Los franceses tienen fama de ser muy duchos en asuntos del amor. De hecho, se suelen cotorrear de los norteamericanos, a quienes acusan de pacatos e hipócritas, a pesar de la sociedad libertina que han construido en las últimas dos generaciones. La actitud gala hacia lo erótico, además, es muy campechana: cada quién su vida y no hagamos mucho boato por lo que dicten las hormonas.
Tanto así que, cuando el presidente Valery Giscard D’Estaing fue sorprendido en una movidilla con una dama que no era su esposa, el grueso de la opinión pública francesa se encogió de hombros y no le dio importancia al asunto. Lo mismo ocurrió cuando en el funeral de François Mitterrand se aparecieron la amante del ex presidente y la hija que habían tenido fuera del matrimonio. En ese caso, además, la esposa legítima apechugó la presencia de “la otra”, y armó menos escándalo que Miguel Herrera y el Tolo Gallego.
Eso sí: la discreción es una regla de oro cuando se trata de asuntos amorosos franceses. Y ésa es la regla que, al parecer, muchos de sus compatriotas suponen que ha violado el actual presidente Nicolás Sarkozy. Desde el punto de vista de una buena parte de la ciudadanía, el descendiente de emigrados húngaros ha hecho demasiado pública su vida privada. Y como que ya están hasta el copete de oír y ver chismes relacionados con los líos de alcoba de quien escogieron para que sacara a la hermosa Lutecia de su marasmo.
Para colmo, Monsieur Sarkozy no ha calibrado cuánto lo daña el andar ventaneando sus tingo-lilingos. De hecho, cometió el despropósito de levantar una demanda judicial contra una publicación que chismeó que, unos días antes de casarse con la cantante y ex modelo Carla Bruni, todavía anduvo rogándole a su ex que volviera con él. Que el presidente de la V República Francesa se ande ocupando de esos menesteres, peleándose con revistas del corazón, ya es suficientemente indignante. Pero que además ande de aprontón, no le cae nada bien a sus orgullosos connacionales. Y como dice el corrido: “Por una vez que rogué/ ya me decían el rogón”.

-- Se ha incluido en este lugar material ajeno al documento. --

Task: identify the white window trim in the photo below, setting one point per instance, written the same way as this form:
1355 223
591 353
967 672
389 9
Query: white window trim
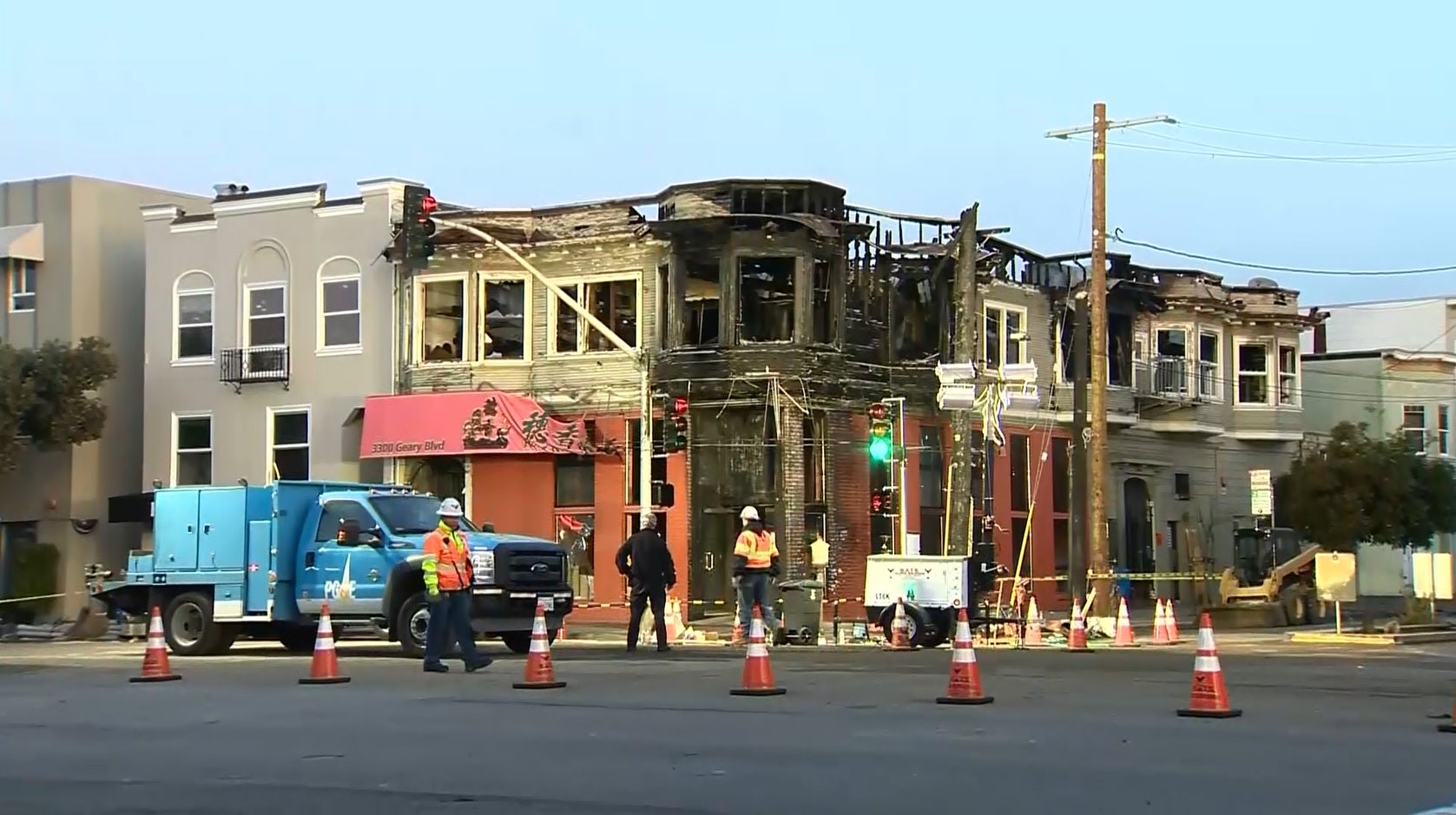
527 322
1189 380
212 437
581 325
1024 342
1270 373
1443 434
417 341
15 271
247 315
176 318
270 445
1217 365
320 337
1279 376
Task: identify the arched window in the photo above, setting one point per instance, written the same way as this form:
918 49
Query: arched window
193 306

Para colmo, también se le acusa de nepotismo: que anda colando a sus hijos en altos lugares en las listas electorales para los próximos comicios locales, por encima de gente más experimentada y fogueada. Por todo ello, no es de extrañar que su popularidad se haya desplomado como piano desde un rascacielos.

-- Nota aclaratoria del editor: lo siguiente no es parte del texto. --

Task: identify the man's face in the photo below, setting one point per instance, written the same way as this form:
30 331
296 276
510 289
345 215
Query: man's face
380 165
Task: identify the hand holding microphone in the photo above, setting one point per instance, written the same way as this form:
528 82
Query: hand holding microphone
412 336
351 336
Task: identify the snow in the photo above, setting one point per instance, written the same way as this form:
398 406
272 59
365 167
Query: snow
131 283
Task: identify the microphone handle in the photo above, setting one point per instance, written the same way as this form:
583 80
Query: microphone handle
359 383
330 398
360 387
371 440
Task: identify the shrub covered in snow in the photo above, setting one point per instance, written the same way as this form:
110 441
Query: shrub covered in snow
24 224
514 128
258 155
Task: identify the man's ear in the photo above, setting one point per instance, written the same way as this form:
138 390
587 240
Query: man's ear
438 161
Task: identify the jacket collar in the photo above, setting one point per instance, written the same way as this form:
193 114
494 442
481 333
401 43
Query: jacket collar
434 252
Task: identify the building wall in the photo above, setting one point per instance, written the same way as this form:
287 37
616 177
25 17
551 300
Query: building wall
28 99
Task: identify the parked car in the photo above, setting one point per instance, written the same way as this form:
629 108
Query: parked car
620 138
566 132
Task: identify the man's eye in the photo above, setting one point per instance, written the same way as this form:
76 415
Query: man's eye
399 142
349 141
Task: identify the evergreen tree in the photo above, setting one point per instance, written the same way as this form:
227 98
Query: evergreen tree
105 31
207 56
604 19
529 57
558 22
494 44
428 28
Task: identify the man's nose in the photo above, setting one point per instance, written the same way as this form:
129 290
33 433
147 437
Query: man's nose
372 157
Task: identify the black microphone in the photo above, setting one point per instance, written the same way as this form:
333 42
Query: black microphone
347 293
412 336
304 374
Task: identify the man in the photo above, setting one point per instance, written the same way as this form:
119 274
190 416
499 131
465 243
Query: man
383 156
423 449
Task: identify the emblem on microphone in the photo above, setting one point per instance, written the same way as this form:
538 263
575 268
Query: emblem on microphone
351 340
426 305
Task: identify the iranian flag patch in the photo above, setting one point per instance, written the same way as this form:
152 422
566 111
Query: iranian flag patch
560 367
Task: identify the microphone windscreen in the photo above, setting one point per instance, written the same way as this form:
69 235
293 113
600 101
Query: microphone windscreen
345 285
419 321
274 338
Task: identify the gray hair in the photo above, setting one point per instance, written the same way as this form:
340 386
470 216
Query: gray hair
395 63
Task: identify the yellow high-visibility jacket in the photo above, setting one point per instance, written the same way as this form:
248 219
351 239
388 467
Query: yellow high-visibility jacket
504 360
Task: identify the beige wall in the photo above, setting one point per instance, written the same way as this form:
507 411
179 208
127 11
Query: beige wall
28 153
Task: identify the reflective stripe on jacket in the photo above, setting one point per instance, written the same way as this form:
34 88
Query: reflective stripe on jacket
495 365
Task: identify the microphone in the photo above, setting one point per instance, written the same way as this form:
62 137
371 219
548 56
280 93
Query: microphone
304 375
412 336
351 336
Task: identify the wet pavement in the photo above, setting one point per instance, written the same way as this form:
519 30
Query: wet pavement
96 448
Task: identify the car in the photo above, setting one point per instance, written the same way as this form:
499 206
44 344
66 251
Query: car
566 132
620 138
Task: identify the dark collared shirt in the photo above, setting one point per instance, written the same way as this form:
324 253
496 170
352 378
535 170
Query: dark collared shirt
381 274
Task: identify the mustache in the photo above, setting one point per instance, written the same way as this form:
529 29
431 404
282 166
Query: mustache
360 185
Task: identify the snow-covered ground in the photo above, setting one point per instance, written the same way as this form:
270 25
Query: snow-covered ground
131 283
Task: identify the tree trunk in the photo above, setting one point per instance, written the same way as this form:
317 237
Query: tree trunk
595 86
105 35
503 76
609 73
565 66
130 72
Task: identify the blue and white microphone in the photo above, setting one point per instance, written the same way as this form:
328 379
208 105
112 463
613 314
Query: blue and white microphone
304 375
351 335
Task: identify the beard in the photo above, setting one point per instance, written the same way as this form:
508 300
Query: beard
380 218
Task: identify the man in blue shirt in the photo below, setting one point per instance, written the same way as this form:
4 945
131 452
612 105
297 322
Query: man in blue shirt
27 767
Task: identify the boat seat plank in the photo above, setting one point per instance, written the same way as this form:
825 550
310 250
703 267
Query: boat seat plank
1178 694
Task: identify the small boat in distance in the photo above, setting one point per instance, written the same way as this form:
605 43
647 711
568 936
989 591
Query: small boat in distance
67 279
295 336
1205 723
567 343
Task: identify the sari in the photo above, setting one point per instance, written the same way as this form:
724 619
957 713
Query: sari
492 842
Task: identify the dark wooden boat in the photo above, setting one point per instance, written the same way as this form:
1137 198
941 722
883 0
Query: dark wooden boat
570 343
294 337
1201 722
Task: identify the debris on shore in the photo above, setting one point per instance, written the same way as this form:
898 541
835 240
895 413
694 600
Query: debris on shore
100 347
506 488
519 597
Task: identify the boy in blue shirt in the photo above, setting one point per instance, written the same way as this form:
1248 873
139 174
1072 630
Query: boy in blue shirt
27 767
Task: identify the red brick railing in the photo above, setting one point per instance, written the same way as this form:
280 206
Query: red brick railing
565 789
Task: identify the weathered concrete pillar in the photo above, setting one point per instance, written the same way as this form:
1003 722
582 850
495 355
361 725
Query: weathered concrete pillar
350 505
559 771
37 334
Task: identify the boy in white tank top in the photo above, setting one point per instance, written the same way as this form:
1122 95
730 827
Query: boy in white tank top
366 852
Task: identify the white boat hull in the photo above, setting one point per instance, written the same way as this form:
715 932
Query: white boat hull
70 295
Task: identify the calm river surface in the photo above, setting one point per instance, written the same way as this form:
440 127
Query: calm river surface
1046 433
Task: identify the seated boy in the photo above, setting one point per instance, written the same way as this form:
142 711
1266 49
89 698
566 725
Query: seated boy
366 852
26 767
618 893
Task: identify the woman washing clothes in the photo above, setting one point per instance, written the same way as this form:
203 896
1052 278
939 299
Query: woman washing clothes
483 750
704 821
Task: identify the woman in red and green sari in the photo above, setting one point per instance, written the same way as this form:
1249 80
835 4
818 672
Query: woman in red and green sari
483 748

Las últimas encuestas insinúan que ni cuatro de cada diez franceses aprueban su Administración. Y todo apunta a que la razón es que lo ven demasiado ocupado en l’amour, y poco dedicado a promover las reformas que le urgen a Francia. Eso pasa cuando un político pone por delante el corazón en vez del cerebro. Quizá por eso acá no tenemos esas broncas: nuestros políticos no tienen corazón… ni cerebro.